Radiology is now an essential part of Clinical Medicine, but undergraduate training does not reflect its importance in medical practice. In the current course, there are 46 medical schools in our country. According to the information published on the institutional websites, the study plans are very different in terms of the presence of Diagnostic Radiology and the organization of teaching. The estimated number of teaching hours in diagnostic radiology (mean ± standard deviation) is 61.3 ± 22.2 h (range from 26 h to 137 h). There is a great shortage of clinical university professors, and a generational change is essential. The current situation poses various challenges, including adapting to new teaching methods and technologies and promoting the presence of radiology in medical study plans, paying special attention to hospital practices, the Final Degree Project (FDP) and the Objective Structured Clinical Examination (OSCE).

Keywords:
Radiology
Medical education
Medical students
Undergraduate
Resumen

La radiología es actualmente una parte esencial de la medicina clínica, pero la formación en pregrado no refleja su importancia en la práctica médica. En el curso actual, hay 46 facultades de medicina en nuestro país. Según la información publicada en las web institucionales, los planes de estudio son muy diferentes en cuanto a la presencia del Radiodiagnóstico y organización de la docencia. El número de horas docentes de radiodiagnóstico estimadas (media ± desviación estándar) es de 67,0 ± 21,9 h (rango de 26 h a 137 h). Hay gran escasez de profesores universitarios clínicos y es imprescindible un recambio generacional. La situación actual plantea diversos retos, entre ellos adaptarnos a los nuevos métodos y tecnologías docentes y fomentar la presencia de radiología en los planes de estudio de medicina, prestando especial atención a las prácticas hospitalarias, el Trabajo Fin de Grado (TFG) y la Evaluación Clínica Objetiva Estructurada (ECOE).

Palabras clave:
Radiología
Educación médica
Estudiantes de medicina
Pregrado
Full Text
Introduction

Radiology is now an essential part of clinical medicine.1–3 Medical imaging is at the heart of clinical decision making, providing important morphological and functional information that is used in diagnosis, treatment monitoring and prognostic assessments for many diseases. In addition, image-guided interventions can treat pathologies, thus reducing morbidity and healthcare costs. For all these reasons, it is essential to train future doctors properly in radiology. However, radiology teaching in undergraduate courses does not reflect its importance in clinical practice. Not enough time is allocated in medical curricula,4 and both students and graduates call for more radiology training in their courses.5,6

There are various issues to consider when examining the current situation of undergraduate radiology training in Spain. Firstly, there is a huge diversity of medical curricula, with widely varying teaching hours, organisation and teaching methodologies, as is the case in other countries.4,7,8 In Spain, the situation is complicated by a severe shortage of university lecturers in clinical areas, such as in diagnostic radiology.
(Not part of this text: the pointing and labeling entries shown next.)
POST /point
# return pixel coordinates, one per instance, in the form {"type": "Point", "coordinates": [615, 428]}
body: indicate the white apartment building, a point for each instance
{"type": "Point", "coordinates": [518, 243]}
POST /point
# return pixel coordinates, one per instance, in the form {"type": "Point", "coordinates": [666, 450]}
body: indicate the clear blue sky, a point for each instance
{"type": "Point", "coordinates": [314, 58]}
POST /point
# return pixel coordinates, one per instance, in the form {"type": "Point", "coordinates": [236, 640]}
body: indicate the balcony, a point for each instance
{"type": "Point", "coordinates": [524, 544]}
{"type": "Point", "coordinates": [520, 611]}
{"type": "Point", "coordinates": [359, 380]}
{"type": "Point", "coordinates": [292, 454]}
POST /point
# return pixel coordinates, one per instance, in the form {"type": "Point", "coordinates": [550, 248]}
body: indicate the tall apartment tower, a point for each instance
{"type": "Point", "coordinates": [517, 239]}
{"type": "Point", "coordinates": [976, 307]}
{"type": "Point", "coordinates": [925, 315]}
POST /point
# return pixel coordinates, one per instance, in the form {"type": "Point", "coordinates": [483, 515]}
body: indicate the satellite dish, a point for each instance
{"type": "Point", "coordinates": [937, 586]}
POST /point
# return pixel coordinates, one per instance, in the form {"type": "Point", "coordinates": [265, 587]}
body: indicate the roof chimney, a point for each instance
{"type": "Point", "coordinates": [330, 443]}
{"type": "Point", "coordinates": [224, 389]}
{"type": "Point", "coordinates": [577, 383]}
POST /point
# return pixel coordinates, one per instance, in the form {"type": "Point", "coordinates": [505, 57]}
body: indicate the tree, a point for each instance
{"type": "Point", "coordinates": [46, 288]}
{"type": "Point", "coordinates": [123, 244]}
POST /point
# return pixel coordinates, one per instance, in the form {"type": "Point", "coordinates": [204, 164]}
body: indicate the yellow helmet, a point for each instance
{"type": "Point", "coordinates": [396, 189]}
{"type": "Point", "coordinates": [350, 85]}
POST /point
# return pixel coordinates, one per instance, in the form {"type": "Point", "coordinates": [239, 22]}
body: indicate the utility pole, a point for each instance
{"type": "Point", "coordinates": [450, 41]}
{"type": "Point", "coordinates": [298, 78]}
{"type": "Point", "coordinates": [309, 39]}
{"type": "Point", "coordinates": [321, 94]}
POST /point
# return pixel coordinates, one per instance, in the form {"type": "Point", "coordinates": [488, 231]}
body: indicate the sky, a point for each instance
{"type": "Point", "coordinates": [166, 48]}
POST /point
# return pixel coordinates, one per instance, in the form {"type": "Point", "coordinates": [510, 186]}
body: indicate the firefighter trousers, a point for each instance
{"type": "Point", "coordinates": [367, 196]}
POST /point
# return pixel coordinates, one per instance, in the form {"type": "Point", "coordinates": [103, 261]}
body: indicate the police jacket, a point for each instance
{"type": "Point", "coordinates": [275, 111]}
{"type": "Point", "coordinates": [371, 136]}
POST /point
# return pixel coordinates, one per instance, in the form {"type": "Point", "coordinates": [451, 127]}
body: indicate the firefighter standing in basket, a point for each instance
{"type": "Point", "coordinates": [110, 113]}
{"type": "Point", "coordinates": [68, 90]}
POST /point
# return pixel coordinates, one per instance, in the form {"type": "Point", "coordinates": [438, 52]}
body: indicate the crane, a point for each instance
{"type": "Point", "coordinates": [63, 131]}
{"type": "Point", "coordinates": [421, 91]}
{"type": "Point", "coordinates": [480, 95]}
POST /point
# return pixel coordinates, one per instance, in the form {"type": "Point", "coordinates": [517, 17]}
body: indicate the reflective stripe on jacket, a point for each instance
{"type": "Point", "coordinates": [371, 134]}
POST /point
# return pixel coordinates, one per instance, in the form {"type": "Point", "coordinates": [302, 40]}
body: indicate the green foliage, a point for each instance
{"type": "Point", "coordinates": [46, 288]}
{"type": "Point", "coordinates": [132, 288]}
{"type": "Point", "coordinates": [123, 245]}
Looking ahead, training in radiology should embrace new medical education teaching methods and technologies that increase motivation and reinforce self-directed student learning.

As radiologists, our challenge is to increase theoretical and practical radiology training during medical studies and promote our specialty among future doctors. To reiterate, our objective of incorporating strategies to boost radiological training is to inspire future medics to pursue this vocation.1,9 However, there are other more important objectives to be considered, such as the standardisation of physicians' knowledge and view of the diagnostic radiology specialty and improving diagnostic test ordering to ensure that it is appropriate at all times. This will result in a better use of the resources offered by our specialty.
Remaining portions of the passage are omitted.